Watch out for validates_length_of if you need to make sure a string is a certain number of bytes long. For example, SMS messages can be no longer than 160 bytes in length. I recently got bit by this because some unicode “curly” quotes slipped into a reply message, but they weren’t detected by the validation.
Here’s the problem.
Consider this string:
str = "€"
It is 3 bytes long:
str.size => 3
However, ActiveRecord’s validates_length_of records this as only one character, because it uses str.split(//).size to measure the size.
If you NEED to be certain that a string is less than a certain number of bytes, you’ll need to override the default behavior of validate_length_of.

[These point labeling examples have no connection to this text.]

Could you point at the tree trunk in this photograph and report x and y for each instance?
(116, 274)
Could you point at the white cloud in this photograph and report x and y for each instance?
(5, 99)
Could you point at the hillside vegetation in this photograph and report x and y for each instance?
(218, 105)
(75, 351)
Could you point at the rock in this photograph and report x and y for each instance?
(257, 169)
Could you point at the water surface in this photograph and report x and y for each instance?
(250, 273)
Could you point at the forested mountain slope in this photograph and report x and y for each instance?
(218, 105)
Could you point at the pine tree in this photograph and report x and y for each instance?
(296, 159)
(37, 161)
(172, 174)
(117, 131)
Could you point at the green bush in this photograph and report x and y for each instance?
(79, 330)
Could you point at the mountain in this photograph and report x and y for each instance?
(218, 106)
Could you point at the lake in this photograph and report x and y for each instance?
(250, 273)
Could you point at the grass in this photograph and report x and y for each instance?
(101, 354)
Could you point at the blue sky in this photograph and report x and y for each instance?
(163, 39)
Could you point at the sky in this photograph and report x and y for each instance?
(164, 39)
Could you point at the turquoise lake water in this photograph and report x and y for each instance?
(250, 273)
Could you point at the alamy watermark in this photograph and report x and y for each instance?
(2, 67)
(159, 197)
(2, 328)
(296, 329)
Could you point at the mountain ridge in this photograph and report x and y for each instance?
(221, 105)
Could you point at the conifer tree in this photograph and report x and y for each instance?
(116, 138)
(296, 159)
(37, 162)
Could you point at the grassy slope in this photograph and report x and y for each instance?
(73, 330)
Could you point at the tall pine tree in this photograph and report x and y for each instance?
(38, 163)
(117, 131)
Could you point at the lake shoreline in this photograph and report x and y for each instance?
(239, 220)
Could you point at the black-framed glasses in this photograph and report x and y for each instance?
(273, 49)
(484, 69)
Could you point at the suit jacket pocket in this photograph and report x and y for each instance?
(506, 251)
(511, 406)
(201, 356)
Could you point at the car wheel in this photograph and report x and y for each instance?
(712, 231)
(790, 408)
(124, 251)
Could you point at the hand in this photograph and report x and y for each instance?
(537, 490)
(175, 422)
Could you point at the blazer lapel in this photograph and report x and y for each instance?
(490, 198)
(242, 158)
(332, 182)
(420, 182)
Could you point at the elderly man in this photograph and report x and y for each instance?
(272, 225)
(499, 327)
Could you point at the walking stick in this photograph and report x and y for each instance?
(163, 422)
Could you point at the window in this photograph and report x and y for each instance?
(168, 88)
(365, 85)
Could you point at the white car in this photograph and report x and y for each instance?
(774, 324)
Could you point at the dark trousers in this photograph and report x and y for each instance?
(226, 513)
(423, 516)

Fortunately, you can supply your own tokenizer, which makes this easy. The tokenizer is called, and size is called on its return value to find out how many tokens there are. Since String responds to size which returns the number of bytes, you can simply return the attribute value itself as the tokenizer, like this:
validates_length_of :message, :maximum => 160, :tokenizer => lambda { |str| str }
Will this still work in Ruby 1.9? I’m not sure. I now have a test case which will warn me if it doesn’t…


This problem should not exist in ruby 1.9 because strings are no longer a stream of bytes
Actually, that will probably make it worse, because SMS messages ARE streams of bytes. I need to know if a given Unicode string is longer than 160 bytes. Hopefully there will be an easy way to figure that out.